Reputation: 318
I am working on simulation of stars on top of an image. The image is a grayscale matrix that is generated with normal distribution (mean, standard deviation). Now, given the pixel coordinates and star SNR I have to plant it as point source on top of image. Any suggestions how can I implement it such that it will be a useful simulation ? Can you suggest code samples ? I am developing in C++ but Matlab/pseudocode will be good also. thanks in advance
Upvotes: 1
Views: 92
Reputation: 60810
A star can be considered a point source. The optical system of the telescope/camera, if ideal optics, will project an Airy disk onto the imaging plane (film, CCD, what have you). Thus, you should generate an Airy disk and add it to the existing pixel values (multiple nearby stars will have overlapping disks, which should be added together).
I would simply generate this function and sample it at the pixel coordinates. Note that the Airy disk will get really close to zero at relatively short distances from the center, so you can define a small region, say 7x7 pixels, around this center where you evaluate the function. This will save a lot of computation.
To further simplify the implementation and the computational cost, you can approximate the Airy disk with a Gaussian. Note that any imperfection in the imaging optics (including the atmosphere) causes the projected dot to be less like an Airy disk and more like a Gaussian, so this is not at all a bad approximation.

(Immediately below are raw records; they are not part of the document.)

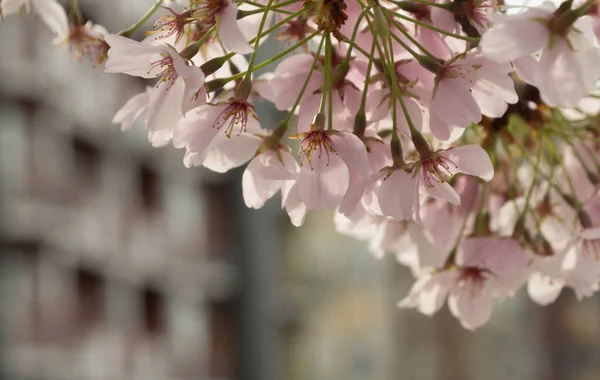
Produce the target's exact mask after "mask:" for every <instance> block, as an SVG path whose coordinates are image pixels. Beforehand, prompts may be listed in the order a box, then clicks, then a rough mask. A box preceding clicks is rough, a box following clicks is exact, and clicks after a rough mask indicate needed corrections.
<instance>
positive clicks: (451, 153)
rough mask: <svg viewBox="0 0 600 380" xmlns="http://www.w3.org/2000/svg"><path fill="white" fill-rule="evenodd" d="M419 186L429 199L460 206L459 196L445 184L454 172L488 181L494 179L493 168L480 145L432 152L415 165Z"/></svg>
mask: <svg viewBox="0 0 600 380" xmlns="http://www.w3.org/2000/svg"><path fill="white" fill-rule="evenodd" d="M413 170H415V171H417V174H416V175H417V177H418V179H419V183H420V185H421V186H423V188H424V189H425V191H426V192H427V193H428V194H429V195H430V196H432V197H435V198H438V199H443V200H445V201H447V202H450V203H452V204H455V205H459V204H460V196H459V195H458V193H457V192H456V190H454V188H452V186H450V185H449V184H448V183H447V182H446V181H447V179H449V178H451V177H452V176H453V175H455V174H457V173H463V174H468V175H472V176H476V177H479V178H481V179H483V180H484V181H490V180H491V179H492V178H493V177H494V167H493V165H492V162H491V161H490V158H489V156H488V155H487V153H486V152H485V150H483V148H481V147H480V146H479V145H463V146H459V147H455V148H449V149H446V150H442V151H439V152H435V153H433V154H432V155H431V156H430V157H427V158H424V159H421V161H419V162H417V164H416V165H415V167H414V168H413Z"/></svg>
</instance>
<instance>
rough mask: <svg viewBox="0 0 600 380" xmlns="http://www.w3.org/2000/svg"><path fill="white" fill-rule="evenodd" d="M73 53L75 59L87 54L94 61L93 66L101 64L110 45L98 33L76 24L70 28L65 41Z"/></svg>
mask: <svg viewBox="0 0 600 380" xmlns="http://www.w3.org/2000/svg"><path fill="white" fill-rule="evenodd" d="M66 42H68V43H69V47H70V48H71V50H72V51H73V52H74V54H75V59H77V60H80V59H81V58H82V57H83V56H84V55H89V56H90V58H91V59H92V61H93V62H94V67H97V66H99V65H101V64H102V62H104V61H105V60H106V58H107V54H108V49H110V46H109V45H108V44H107V43H106V41H104V38H103V37H101V36H99V35H94V34H93V33H91V32H90V31H89V29H88V28H86V27H85V26H82V25H76V26H74V27H72V28H71V30H70V32H69V36H68V37H67V41H65V43H66Z"/></svg>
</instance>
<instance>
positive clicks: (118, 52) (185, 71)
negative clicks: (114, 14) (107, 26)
mask: <svg viewBox="0 0 600 380" xmlns="http://www.w3.org/2000/svg"><path fill="white" fill-rule="evenodd" d="M105 40H106V42H107V43H108V44H109V45H110V50H109V51H108V59H107V61H106V65H105V71H106V72H109V73H125V74H129V75H133V76H139V77H142V78H155V77H158V76H162V77H161V79H160V80H159V82H158V84H157V85H156V88H155V89H152V90H150V94H149V95H150V99H149V106H148V112H147V116H146V126H147V128H148V130H149V131H152V132H155V131H161V130H169V131H170V130H172V129H173V128H174V127H175V124H176V123H177V121H178V120H179V119H180V118H181V117H182V116H183V115H184V114H185V113H186V112H187V111H188V110H190V109H191V108H193V107H195V106H196V105H198V104H202V103H203V102H204V101H205V99H203V97H204V96H205V95H204V90H203V85H204V74H203V73H202V70H200V68H198V67H196V66H193V65H189V64H188V62H187V61H186V60H185V59H184V58H183V57H181V56H180V55H179V54H178V53H177V51H175V49H173V48H172V47H170V46H167V45H162V46H153V45H150V44H145V43H141V42H137V41H133V40H130V39H128V38H125V37H121V36H118V35H114V34H109V35H107V36H106V37H105Z"/></svg>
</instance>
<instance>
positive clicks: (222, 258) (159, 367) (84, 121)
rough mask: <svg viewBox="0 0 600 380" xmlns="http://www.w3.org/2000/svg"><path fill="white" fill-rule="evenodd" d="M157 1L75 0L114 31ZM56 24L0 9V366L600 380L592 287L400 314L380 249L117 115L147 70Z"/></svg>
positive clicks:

Using DIPlib (I’m an author) you can add a Gaussian dot to an image with a call to dip::DrawBandlimitedPoint
:
constexpr std::size_t N = 10;
double coordinates[N][2] = {...};
double magnitudes[N] = {...};
dip::Image image({1024,1024});
for (std::size_t ii=0; ii<N; ++ii) {
dip::DrawBandlimitedPoint(image, {coordinates[ii][0], coordinates[ii][1]}, {magnitudes[ii]}, {1.0});
}
The {1.0}
in that function call is the sigma of the Gaussian dot. Adjust this value to match the optics you’re simulating. The code generates a single-precision floating-point image. You can convert it to an integer type after appropriate scaling, for example:
image *= 10;
image.Convert(dip::DT_UINT16);
Drawing Airy disks would be a bit more involved.